Where that Medicare appeal process has a clear path to an administrative law judge under fee for service, providers are desperate for the Centers for Medicare & Medicaid Services to issue rules that help them better navigate MA denials and get cases before an outside determiner. For now, “your hand is going right back to the mouth that bit you,” McCarthy noted.

She presented on the issue at the American Association of Post-Acute Nursing’s April conference and has fielded increasing calls on the issue since then.

One major issue that could lead to additional consequences: Insurers’ case managers sometimes exert pressure on facility staff to change case mix calculations under the Patient Driven Payment Model or even primary diagnosis codes to match what the payer is willing to cover. In one glaring example, McCarthy said she worked with a facility that wanted to downcode a patient’s hip fracture care to abdominal pain, either stripping the patient of needed care or leaving the skilled nursing provider holding the bag.

“The coordinators are so busy as it is, they’re being pulled to the floor because patient care comes first, so they’re very much willing at this point in time to give up the fight and just move on with their job,” she said.

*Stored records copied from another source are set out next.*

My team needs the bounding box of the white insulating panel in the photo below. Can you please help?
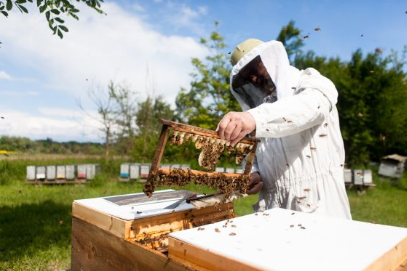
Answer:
[140,165,150,178]
[57,165,66,179]
[74,189,198,220]
[170,208,407,271]
[35,166,46,180]
[27,166,35,181]
[343,169,352,184]
[130,164,140,180]
[363,169,373,184]
[47,166,57,180]
[120,163,130,174]
[353,169,363,185]
[65,165,75,180]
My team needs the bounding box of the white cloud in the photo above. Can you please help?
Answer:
[0,90,39,97]
[163,2,208,36]
[0,2,207,141]
[0,2,207,108]
[0,71,13,80]
[38,107,83,118]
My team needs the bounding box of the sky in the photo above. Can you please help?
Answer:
[0,0,407,142]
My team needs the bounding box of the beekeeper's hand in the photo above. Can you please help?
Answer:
[216,112,256,147]
[247,172,263,195]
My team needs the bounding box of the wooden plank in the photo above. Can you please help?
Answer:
[71,217,192,271]
[72,202,234,240]
[160,119,258,144]
[365,237,407,271]
[168,237,262,271]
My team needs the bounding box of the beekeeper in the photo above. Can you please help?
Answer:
[217,39,351,219]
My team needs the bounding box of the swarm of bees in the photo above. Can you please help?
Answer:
[143,168,250,201]
[170,131,253,170]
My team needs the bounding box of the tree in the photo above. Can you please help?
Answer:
[0,0,103,38]
[79,82,115,162]
[277,21,304,60]
[175,22,241,129]
[133,96,174,162]
[108,82,137,155]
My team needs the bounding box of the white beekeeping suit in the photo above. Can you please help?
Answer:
[231,40,351,219]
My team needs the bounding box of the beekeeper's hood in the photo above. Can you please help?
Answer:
[230,39,300,111]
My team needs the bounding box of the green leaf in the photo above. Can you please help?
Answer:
[51,8,61,15]
[40,3,48,13]
[54,17,65,24]
[68,12,79,20]
[59,25,69,32]
[18,5,28,13]
[6,0,13,10]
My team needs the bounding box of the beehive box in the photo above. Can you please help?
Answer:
[71,190,234,271]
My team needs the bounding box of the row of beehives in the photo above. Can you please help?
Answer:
[344,169,373,186]
[120,163,243,180]
[27,164,100,181]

But she advises clients to never falsify diagnoses at a payer’s request; doing so is a federal offense that could result in substantial fines — to the facility and the insurer.

McCarthy also suggests raising awareness about poor pay practices by sharing contracts with the entire interdisciplinary team, not just admissions staff reviewing potential referrals; creating an easy-to-follow cheat sheet to remind staff which plans cover different therapy levels, medication and more; and including follow-ups on payment and denials in weekly care management and triple check meetings so all team members know when appropriate care ends up being rejected for reimbursement.